ビゼーの《カルメン》…オペラはもとより、バレエや映画にもなった有名なあの作品を、マシュー・ボーンがどう解釈し彼流に変換させるのかがみもの…な筈である。ただ、以前BSで例の《白鳥の湖》を眺めたことがあるんだけれど、そのときはあまりピンとこなかった記憶がある。ワタシの中で<男性だけで踊る激しい白鳥>と言う風な、センセーショナルな宣伝文句が先行しすぎたきらいがあったのかもしれない。ま、このときはテレビをただ漠然と眺めていただけだったので、それだけで善し悪しをどうこう言うのは失礼極まりないってものだが。この《ザ・カー・マン》でも、すんげえエッチだ、とかなんとかいう評判をそれとなく耳にしていたが、ワタシとしてはそういう事前情報はできるだけカットするように努力していた。
まあそれでも断片的なコトバは入ってくるもので、たとえばこのDVDのジャケットにしてからが、まずオモテに「衝撃的な、欲望のダイナマイト・ダンス」(デイリー・メール)ときた。裏面では「騒然として、性欲と激しさでものすごく熱い豪華なショーだ」(イブニング・スタンダード)。うーむ、このテの新聞・雑誌の評価記事ってのは、どこまで信用していいんでしょうか。

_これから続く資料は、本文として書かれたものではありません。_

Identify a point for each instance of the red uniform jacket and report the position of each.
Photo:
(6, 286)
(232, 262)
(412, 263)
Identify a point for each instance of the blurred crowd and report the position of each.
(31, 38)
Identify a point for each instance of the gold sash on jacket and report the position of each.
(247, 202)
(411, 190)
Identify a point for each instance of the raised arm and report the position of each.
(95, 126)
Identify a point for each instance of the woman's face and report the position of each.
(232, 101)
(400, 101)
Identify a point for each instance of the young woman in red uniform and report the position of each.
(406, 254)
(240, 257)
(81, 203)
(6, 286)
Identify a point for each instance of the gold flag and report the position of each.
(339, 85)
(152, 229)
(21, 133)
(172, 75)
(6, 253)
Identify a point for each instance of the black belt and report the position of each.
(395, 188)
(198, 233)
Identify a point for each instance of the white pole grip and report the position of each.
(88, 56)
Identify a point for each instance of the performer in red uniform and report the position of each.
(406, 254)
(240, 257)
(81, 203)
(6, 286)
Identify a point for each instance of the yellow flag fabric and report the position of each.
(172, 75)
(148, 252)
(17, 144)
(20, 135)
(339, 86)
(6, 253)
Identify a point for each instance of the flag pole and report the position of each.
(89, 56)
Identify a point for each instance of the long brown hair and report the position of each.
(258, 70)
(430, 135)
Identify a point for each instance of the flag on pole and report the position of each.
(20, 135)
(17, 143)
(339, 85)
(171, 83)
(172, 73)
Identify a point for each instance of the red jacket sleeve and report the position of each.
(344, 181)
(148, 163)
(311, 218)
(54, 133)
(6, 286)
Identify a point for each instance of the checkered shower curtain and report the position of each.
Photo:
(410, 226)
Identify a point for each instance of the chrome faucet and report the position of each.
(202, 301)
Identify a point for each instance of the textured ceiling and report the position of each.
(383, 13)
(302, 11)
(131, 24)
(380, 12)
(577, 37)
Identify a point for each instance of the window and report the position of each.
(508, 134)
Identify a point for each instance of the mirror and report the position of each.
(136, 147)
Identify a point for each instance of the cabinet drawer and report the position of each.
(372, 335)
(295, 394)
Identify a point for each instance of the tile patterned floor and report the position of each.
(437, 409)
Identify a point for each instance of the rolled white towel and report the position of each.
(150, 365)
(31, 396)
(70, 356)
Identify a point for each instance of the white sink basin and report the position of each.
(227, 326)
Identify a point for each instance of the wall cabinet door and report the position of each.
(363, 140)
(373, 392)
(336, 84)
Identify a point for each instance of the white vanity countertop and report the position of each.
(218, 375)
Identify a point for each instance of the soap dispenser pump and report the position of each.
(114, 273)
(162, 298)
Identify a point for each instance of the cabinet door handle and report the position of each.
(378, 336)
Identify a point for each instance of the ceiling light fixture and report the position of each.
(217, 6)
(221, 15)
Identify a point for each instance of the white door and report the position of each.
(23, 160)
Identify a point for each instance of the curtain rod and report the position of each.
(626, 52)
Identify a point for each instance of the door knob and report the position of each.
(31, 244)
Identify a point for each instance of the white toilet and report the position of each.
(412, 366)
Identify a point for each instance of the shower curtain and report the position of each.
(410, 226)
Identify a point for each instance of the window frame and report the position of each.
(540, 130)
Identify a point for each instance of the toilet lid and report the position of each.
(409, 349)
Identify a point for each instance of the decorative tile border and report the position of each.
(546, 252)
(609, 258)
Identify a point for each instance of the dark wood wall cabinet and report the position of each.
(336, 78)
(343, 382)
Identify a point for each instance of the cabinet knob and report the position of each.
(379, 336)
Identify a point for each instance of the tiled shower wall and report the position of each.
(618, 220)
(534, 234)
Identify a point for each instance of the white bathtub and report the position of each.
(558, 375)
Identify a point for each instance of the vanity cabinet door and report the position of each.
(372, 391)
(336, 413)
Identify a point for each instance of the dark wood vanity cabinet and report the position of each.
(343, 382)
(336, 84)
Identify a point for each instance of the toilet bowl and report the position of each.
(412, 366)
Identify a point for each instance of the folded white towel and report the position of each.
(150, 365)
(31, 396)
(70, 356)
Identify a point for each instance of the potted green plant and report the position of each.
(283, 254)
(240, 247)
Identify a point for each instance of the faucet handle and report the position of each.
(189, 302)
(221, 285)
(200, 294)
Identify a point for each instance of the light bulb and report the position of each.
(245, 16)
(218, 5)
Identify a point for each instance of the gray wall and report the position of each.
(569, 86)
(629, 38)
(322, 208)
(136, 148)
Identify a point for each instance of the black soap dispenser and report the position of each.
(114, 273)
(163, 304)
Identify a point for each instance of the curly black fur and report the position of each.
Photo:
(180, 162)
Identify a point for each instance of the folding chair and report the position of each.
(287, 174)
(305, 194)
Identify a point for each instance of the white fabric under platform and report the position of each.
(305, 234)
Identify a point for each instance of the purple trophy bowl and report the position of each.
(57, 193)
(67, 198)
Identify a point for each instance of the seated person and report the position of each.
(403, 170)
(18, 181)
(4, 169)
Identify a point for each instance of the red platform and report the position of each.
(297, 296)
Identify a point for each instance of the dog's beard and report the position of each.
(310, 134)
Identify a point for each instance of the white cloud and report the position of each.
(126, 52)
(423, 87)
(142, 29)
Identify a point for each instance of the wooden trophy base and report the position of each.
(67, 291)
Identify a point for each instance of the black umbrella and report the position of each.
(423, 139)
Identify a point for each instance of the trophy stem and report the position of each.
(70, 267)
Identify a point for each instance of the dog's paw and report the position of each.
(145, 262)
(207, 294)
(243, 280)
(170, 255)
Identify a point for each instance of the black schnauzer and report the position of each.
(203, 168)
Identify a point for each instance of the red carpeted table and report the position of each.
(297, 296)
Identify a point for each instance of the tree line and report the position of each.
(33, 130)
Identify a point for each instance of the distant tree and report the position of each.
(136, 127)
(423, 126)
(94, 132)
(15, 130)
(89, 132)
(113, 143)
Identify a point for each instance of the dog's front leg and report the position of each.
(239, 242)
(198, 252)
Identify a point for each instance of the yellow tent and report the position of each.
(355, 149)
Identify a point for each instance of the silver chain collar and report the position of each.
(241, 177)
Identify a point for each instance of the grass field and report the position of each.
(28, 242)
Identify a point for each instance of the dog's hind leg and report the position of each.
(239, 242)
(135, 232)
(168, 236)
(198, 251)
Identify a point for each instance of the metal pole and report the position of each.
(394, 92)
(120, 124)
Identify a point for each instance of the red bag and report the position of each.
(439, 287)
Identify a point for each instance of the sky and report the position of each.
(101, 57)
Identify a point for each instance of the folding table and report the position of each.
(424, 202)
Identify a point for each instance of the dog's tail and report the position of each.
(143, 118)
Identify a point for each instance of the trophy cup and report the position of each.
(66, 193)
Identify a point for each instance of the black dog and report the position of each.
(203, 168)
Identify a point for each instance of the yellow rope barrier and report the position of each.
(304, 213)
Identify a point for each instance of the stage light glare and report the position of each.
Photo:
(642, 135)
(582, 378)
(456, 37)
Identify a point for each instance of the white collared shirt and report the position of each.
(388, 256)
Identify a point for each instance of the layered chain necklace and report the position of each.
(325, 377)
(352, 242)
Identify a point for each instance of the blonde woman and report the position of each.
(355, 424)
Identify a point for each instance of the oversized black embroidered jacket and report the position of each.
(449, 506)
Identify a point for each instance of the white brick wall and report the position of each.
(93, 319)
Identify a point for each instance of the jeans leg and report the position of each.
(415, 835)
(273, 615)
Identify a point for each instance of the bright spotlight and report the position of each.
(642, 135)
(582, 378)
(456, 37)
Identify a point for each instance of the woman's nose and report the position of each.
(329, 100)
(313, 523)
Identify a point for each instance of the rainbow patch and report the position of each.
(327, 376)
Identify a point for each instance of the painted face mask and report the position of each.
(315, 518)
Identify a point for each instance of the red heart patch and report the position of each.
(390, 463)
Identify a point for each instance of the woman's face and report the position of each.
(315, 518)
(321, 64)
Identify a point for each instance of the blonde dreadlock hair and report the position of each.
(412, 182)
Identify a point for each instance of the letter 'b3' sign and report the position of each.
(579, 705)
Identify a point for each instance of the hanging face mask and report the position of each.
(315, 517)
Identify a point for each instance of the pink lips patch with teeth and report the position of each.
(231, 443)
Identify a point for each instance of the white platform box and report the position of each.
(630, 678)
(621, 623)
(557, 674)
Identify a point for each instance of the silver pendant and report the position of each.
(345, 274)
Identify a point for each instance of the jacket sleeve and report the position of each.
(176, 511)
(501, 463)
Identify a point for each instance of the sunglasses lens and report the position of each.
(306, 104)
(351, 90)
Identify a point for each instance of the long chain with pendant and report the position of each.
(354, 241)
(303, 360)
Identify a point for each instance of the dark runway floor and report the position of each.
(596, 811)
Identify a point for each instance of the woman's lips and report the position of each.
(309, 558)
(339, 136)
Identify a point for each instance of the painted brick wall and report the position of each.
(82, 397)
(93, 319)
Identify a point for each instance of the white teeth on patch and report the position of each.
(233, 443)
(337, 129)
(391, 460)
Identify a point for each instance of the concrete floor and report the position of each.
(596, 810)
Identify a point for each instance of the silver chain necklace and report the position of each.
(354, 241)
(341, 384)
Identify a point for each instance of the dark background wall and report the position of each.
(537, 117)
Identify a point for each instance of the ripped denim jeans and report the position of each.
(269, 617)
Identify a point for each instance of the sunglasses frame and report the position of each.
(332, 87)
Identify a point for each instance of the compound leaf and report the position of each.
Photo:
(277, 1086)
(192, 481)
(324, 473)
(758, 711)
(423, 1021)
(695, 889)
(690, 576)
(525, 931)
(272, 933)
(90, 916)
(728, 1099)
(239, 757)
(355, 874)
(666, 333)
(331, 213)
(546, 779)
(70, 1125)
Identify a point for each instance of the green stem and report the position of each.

The CAR MAN、直訳すると自動車おとこ。「舞台は1960年代アメリカのとある片田舎の自動車修理工場。工員募集の貼紙を見てふらりとあらわれた男がもたらす悲劇を描いた作品。」…ひとこと紹介すれば、こんな感じでしょうか。悲劇といっても、不倫ありバイセクシャルありで、インモラルな故に起こるたぐいのもので、物語の舞台になった1960年代の観客になら、たぶんすぐさま上演禁止になるほどの大スキャンダルな設定だろうけれども、21世紀の観客にはどうなんだろう。これが疑問点の一。二つ目は、流れ者の男が、まわりの人間をすべて狂わせてしまうほどの性的魅力を持っていることを、こちらに納得させてくれなければならないわけで、セリフがないこの舞台では、当然ダンサーの肉体とそのダンスでしか表現できない。これ、言うのは簡単だけど、そんな存在感を持ったキャラクターって、映画俳優でもなかなか難しいのでは。しかもこの男、最初から最後まで、周りの人間をたらしこむしか能のない男。とくに悲劇(殺人事件)が起こってから以降は、性格がすっかり破綻してしまい、ただの情けないヤツになってしまうのだ。キミはいままでセックスだけで世の中を渡ってきたのかね、この町に来るまで何をしていたんでしょう。
いずれにせよ、セリフがないショウでは、複雑な状況説明だとか繊細な心理描写が難しいのはしょうがない。付録の特典映像で演出家本人も言っているように、映画的な手法をふんだんに取り入れることによって、その弱点は大幅にカバーされていると思うし、アイディアの豊富さには感心するんだけれども、その分ストーリィをきっちり語りきることに重きを置きすぎているように感じてしまった。ダンス作品は、ダンサーの身体が物語る方が面白いと思うんだけど。…つまりは、良くも悪くも「演出家の作品」なんですね、これ。
ワタシの好みとしては、マシュー・ボーン、どうも合わねぇや、であった。ところどころ、地を這うような群舞の振付なんかは面白かったし、衣装デザインのせいもあってみんなセクシーに見えるから、けっこうドキマギする場面もあるんだけど、それが「ほら衝撃的でしょ」といわれると、どうも。
彼がこの春持ってくるのが《くるみ割り人形》だそうで、この人は過去の名作を自己流にアレンジすることしかできないんだろうか。「誰もが知っている作品をいじることの難しさ」っていうのもわからなくもないんだけれど、《ザ・カー・マン》では今までにない斬新な解釈をぶつけるというよりも、自分の記憶の引き出しにある昔の映画やショウなんかのさまざまなアイテムを、あれこれコラージュして楽しんでいる、マニアックなコドモの遊びみたいに思えちゃったのだ(この作品だけの手法なのかもしれないんだけど)。
いかん、新年早々なんだかケナしてばっかりだ。ファンの人、ごめんねぇ。